Closely crowded and without protection

however, As the stock “Sylt” before and after this Transfer looked like, what buildings there were, and the conditions under which the prisoners lived, is so far only available from studies directly after the end of the war – and these are only partially reliable and complete, as Colls and her Team stress. Because a large part of the camp was destroyed by the Germans before the arrival of the allies, and a lot of information about its structure is derived from interviews with the German SS men and soldiers. “Even if historical sources can be valuable resources, it may be the Nazi documentation is misleading, both by deception and by single-sided perspectives, or missing documents,” explain the researchers. to get

in order To more objective information about the camp and its development, Colls and her Team conducted in the last few years, extensive archaeological investigations on the island of Alderney. Among other things, by geophysical analysis of the subsoil, the methods of the remote sensing and vegetation analysis, they were able to reconstruct despite the lack of ruins the build-up of the camp in different time periods. The new maps reveal that the stock “Sylt” was in August of 1942, only five barracks, surrounded by a fence of rolled barbed wire. In January 1943, shortly before the Takeover by the SS, had the size of the bearing is tripled. In August 1943, further buildings were added in the course of the conversion into a concentration camp, also a new fence with guard towers in the corners was erected, as Colls and her Team report. The SS also expanded for a area with a stable, spacious stone houses, a Bunker, a canteen and a house for the camp commander.

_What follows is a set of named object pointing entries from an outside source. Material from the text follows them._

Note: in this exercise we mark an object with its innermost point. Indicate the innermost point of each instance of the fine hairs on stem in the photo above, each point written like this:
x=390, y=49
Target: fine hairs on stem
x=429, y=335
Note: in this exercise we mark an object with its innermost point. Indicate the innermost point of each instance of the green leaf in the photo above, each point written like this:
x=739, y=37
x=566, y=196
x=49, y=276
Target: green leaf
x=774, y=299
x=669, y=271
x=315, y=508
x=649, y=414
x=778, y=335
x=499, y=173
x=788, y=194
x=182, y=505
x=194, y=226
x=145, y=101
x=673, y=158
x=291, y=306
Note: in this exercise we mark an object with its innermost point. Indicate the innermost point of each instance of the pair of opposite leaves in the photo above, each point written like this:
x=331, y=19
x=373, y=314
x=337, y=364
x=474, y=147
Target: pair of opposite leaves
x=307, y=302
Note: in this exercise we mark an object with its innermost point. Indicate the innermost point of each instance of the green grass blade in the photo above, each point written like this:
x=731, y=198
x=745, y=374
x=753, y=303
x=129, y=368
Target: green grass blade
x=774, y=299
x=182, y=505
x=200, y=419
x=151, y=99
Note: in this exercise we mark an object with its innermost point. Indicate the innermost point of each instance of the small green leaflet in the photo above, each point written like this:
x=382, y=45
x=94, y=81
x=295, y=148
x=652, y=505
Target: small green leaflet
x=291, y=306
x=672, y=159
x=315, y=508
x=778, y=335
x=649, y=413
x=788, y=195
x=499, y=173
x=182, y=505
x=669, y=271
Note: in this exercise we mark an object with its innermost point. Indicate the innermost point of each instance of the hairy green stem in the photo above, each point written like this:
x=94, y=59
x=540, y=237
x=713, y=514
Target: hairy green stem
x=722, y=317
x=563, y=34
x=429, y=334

The archaeological finds, combined with the historical sources of deeper insight about the conditions at the camp. The researchers from the size and number of barracks that the prisoners lived in extremely cramped and hardly before the harsh weather of the island were protected. Even the stables for the horses of the SS had better conditions, as Colls and her Team write. Historical sources also report that the SS even stole a few for the prisoners of imaginary food for themselves. “Our results underscore that the island of Sylt, many of the external and functional features of other SS camp had in Europe,” said the researchers. This is the assumption that the camp on Alderney camps was part of the Nazi network of concentration support. At the same time, the current results reveal that, contrary to previous assumption, relics of the former camp buildings are well received in the underground.

source: Antiquity, doi: 10.15184/aqy.2019.238

*The post “insight into an SS labour camp on the channel island of Alderney” is published by Wissenschaft.de. Contact with the executives here.